ISR only stack – POC stage 1

*sigh*  why is it that the the obvious solutions are only spotted after posting something to the world?  The obvious way to use this new approach with the timer ISR is:   static void prvTickISR( void )     {         /* Increment the tick count then switch to the highest priority task         that is ready to run. */         vTaskIncrementTick();         INTERRUPT_TASK_YIELD;     } Think that this could be optimised even further to save a byte or two off each tasks stack. Oh, the INTERRUPT_FUNCTION macro has a "deliberate" mistake in it.  The last `jz’ line should be replaced with:           "jz $+10            nt"           "mov #0, &usIsrToYield nt" Using this approach have managed to save about 26 bytes per task.  In the EW2 demo this means that after reducing the min. stack size there is now enough memory to add the integer test tasks (another 2 tasks).  So far so good.  Now what to do…? aLUNZ

ISR only stack – POC stage 1

I will have to have a closer look at these to understand their operation properly.

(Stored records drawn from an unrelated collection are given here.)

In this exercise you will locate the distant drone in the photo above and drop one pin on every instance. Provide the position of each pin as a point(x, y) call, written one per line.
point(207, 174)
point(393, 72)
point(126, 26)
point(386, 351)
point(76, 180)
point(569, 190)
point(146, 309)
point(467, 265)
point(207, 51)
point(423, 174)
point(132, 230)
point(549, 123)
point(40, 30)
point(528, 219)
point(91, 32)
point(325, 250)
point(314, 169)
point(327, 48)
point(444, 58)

ISR only stack – POC stage 1

Sorry for the lack of comments.  After thinking about this for so long that the brain hurts aLUNZ forgot that anyone else may not be able to quickly spot what the code is meant to do.  Of course, aLUNZ knows better than this, but just wanted to get the thing out the door; which is no excuse really. A quick explanation: The macro defines a "naked" function that wraps the routine that actualy does the work of the ISR.  The purpose of the wrapper function is to replace the normal (compiler provided) preamble and postamble with routines that switch the stack.  The wrapper function only has to save/recover the "call destroyed" (r15 to r12) registers as the worker routine pre/postamble will preserve any other registers and stack space used. - On entry the routine tests the SP to see if we are already using the ISR stack space, if not the current SP is saved and then set to the top of what used to be main’s stack.  - Registers 15 to 12 are then pushed onto the stack. - The `worker’ function is then called.  The worker function can choose to initiate a task switch by calling INTERRUPT_TASK_YIELD which sets a flag to indicate that a task switch is requested. - When the worker routine returns, registers 12 to 15 are popped off the stack. - If the SP is at the top of the stack area, the original SP (pointing into a tasks stack space) is loaded.  At this point the registers (with the exception of the PC and SR) are as they were at ISR entry; reti can now be called safely. - If the usIsrToYield is non-0 the routine will call TaskYIELD(). - The routine then calls reti to return.